I really need to find a way to post better resolution pictures. Blogger always seems to compress things down. That painting's neat textures have been messed up and supressed. BLAH.

* About once a week, at Eliot's, a group of us get together and each bring something to read to the others (and it can be pretty much anything.) It's great, I get exposed to so many stories, books, essays, etc. that I wouldn't think to read, on my own.

Friday, March 10, 2006

Crazy lifedrawing

I went to Brian Halladin's lifedrawing class in Toronto this evening. I haven't been there in several weeks, and have lifedrawn a total of twice in the past 5 months (I'm not in school right now.) So I was quite frightened of how my drawings would be. But, much to my shock and relief, I was able to get into the right mindframe, and enjoy exploring the figure, to an extent to which I have been unable to do for over half a year. I'm still not at the level of lifedrawing confidence I used to be, but this is a good step back towards it.


In this drawing, we were allowed to play with the figure, taking the pose that the model took, and drawing them as some sort of creature (adding limbs, changing proportions, and combining human with animal features.) It was very freeing and extremely fun. And I went much more bold with shading than I normally do. There are some areas that seem a bit sloppy, but it's a price I'm willing to pay to loosen up.

Thursday, March 09, 2006

An attempt to imitate the fresh sketchy marker deliciousness put out by miss Katie Rice, whom I very much love and want to marry. I just have to meet her first.

I don't think I really capture the spontaneity of her sketches, nor the attitude, character, and liveliness.
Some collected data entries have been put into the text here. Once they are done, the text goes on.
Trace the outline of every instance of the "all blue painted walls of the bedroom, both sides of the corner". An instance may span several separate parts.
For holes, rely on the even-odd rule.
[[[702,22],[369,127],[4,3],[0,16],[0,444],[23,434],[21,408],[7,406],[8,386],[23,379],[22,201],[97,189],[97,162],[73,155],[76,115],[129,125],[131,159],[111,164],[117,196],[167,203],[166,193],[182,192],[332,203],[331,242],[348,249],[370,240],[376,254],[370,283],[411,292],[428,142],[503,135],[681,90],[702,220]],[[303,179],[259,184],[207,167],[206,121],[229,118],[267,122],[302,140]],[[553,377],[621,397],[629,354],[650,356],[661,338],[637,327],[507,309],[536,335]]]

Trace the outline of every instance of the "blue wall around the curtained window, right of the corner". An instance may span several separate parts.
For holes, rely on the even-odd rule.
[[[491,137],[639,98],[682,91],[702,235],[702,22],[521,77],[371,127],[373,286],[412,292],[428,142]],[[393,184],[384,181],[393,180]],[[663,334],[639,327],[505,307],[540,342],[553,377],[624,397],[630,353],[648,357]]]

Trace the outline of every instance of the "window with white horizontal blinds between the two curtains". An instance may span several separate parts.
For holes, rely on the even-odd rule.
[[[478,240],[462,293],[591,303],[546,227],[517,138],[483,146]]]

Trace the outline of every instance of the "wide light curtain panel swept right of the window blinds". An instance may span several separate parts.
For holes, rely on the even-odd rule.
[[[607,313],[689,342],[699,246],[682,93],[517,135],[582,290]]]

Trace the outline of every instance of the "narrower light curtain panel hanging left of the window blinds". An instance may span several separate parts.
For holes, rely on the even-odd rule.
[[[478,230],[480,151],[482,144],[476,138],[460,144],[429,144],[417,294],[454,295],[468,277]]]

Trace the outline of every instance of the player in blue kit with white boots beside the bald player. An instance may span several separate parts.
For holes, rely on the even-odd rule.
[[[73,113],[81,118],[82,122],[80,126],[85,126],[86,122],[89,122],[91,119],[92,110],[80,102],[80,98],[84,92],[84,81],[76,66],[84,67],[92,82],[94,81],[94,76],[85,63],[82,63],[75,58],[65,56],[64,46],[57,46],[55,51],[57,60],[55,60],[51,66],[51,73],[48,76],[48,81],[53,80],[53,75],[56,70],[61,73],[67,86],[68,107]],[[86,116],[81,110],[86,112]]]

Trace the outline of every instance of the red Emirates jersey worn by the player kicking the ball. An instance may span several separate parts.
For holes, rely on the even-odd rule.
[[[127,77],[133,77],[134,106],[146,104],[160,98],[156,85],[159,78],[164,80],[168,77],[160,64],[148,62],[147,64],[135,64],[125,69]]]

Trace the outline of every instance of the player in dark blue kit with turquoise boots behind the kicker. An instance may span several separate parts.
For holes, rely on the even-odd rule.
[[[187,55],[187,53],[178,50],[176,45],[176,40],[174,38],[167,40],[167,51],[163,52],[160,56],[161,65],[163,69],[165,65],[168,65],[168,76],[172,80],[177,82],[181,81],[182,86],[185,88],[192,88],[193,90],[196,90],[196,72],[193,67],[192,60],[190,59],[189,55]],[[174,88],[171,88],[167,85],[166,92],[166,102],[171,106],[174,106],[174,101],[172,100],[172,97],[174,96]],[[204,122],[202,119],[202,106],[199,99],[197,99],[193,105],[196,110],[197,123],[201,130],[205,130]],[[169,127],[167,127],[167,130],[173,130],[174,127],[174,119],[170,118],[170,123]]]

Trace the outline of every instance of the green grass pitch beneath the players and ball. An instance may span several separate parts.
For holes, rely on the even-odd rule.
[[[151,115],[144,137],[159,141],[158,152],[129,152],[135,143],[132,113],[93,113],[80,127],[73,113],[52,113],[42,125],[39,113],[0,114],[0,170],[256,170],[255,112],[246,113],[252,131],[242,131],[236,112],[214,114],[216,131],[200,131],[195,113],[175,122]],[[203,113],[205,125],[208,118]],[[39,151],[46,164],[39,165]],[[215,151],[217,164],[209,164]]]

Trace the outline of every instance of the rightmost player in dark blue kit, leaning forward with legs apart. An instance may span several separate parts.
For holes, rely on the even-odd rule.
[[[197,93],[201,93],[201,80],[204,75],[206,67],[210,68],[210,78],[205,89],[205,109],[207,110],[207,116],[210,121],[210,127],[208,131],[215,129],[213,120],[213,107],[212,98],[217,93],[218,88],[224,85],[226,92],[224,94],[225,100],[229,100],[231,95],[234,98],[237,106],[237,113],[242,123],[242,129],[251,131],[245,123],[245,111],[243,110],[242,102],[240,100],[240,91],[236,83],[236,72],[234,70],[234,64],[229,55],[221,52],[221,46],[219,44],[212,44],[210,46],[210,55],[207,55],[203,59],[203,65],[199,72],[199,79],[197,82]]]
Boo. But fortunately, markers and I are now at least acquaintances. So maybe eventually we'll become friends. And then lovers. Then, those will be some sweet pictures, letmetellyou.

Sarah: The RETURN.

Ah, first post. I suspect that I need post something in order to activate this here blogger. SO.... after a longtime absence from the internet, Sarah Hermanutz, aka Syna, has returned. In 2004, I relocated from my home province of Alberta, Canada, to the sunny shores of Ontario, where the Sheridan college Classical Animation program embraced me in suspiciously fragrant arms. Was that a run-on sentence? Bah, get used to them.

I think... that posting some art on this blog would be the first order of business. Yes. That's it. Lure them in with pretty drawings. Hmm....
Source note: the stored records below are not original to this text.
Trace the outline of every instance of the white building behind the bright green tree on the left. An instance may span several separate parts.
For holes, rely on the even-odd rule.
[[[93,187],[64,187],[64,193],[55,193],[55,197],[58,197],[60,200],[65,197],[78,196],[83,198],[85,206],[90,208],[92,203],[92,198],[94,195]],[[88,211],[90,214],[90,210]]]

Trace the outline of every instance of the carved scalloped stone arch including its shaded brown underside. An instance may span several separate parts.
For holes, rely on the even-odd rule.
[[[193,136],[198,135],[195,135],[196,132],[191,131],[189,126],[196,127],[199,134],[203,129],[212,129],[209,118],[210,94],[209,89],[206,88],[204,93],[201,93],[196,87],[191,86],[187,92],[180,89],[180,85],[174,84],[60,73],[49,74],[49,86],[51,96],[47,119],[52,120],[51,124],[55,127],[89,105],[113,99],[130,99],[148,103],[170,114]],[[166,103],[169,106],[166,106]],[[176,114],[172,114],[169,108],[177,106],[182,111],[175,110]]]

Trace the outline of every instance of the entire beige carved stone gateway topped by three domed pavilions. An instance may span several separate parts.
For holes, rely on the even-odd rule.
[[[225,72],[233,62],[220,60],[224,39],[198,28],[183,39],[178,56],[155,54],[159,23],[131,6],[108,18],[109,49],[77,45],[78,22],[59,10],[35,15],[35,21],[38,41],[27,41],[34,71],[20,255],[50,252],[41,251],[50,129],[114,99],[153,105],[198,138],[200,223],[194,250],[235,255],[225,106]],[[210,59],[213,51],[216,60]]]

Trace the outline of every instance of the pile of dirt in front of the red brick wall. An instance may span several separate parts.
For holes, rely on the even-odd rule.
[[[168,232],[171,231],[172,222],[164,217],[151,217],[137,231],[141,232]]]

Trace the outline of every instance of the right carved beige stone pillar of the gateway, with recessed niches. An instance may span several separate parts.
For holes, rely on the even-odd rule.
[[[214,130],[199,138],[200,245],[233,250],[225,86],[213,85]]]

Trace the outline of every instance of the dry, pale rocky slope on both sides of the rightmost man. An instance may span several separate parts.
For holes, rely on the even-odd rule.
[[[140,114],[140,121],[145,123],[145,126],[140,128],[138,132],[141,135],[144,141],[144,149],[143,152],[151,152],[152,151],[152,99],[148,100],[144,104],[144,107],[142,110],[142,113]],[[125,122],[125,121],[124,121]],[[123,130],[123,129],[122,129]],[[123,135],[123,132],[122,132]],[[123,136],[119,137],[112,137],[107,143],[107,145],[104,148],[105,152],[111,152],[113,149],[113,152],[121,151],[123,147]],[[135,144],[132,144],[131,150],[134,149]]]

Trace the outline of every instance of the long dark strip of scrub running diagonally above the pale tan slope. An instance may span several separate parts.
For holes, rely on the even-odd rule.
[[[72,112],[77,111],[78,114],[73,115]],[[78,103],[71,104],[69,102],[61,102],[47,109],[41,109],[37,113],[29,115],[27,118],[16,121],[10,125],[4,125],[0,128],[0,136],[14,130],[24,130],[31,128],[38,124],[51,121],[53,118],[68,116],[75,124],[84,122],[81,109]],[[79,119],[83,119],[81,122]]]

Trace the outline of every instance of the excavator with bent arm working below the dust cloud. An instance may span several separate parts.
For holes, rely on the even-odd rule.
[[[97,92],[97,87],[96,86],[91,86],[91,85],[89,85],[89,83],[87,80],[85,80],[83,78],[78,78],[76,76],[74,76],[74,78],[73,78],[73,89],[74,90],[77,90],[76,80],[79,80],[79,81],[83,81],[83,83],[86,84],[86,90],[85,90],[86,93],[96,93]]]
I'll get back to you on that one. Have to do some rummaging.

Ok, I don't have any pretty drawings on hand right now. So how about a picture of me and some friends dressed up pretty and drinking alco-ma-hol? Although this photo could put me in danger of being percieved as some sort of party girl, I'm sure that my natural nerdiness will soon override any public opinion in that direction.
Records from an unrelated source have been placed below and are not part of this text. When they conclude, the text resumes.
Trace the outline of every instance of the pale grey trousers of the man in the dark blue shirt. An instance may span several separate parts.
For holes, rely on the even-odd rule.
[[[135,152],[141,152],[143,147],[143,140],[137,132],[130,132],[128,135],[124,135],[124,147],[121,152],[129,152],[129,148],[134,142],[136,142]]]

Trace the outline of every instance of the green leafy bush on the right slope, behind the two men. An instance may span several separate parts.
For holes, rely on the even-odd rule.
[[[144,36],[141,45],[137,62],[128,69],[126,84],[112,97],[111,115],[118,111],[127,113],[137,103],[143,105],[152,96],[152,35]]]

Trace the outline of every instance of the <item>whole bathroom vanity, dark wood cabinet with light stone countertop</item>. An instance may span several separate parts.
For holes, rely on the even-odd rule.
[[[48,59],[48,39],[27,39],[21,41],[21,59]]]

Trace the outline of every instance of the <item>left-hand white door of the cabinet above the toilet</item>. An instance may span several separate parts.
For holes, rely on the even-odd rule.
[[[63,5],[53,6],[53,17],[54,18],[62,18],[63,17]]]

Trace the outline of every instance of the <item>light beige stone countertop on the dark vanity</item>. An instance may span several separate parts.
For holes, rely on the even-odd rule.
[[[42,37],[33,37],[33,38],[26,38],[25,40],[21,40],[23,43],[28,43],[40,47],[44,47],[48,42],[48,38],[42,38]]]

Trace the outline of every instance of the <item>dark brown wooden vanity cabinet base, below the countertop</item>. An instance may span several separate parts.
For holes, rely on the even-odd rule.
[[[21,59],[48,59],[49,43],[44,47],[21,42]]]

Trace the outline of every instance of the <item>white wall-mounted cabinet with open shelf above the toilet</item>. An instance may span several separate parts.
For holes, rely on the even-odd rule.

I'm the one in the green dress looking much more intoxicated than I actually was. Geez, my hair was short then.... In white (BWAHAHAHA) is the wonderful Mel (or as she prefers to be called, Smell), who despite her terrible drunken ways, really is a delightful artist and committed videogame player. I cannot quite remember the name of the girl in black, but she also kicks bum at videogames. So there.
Hopefully some actual art will come along soon.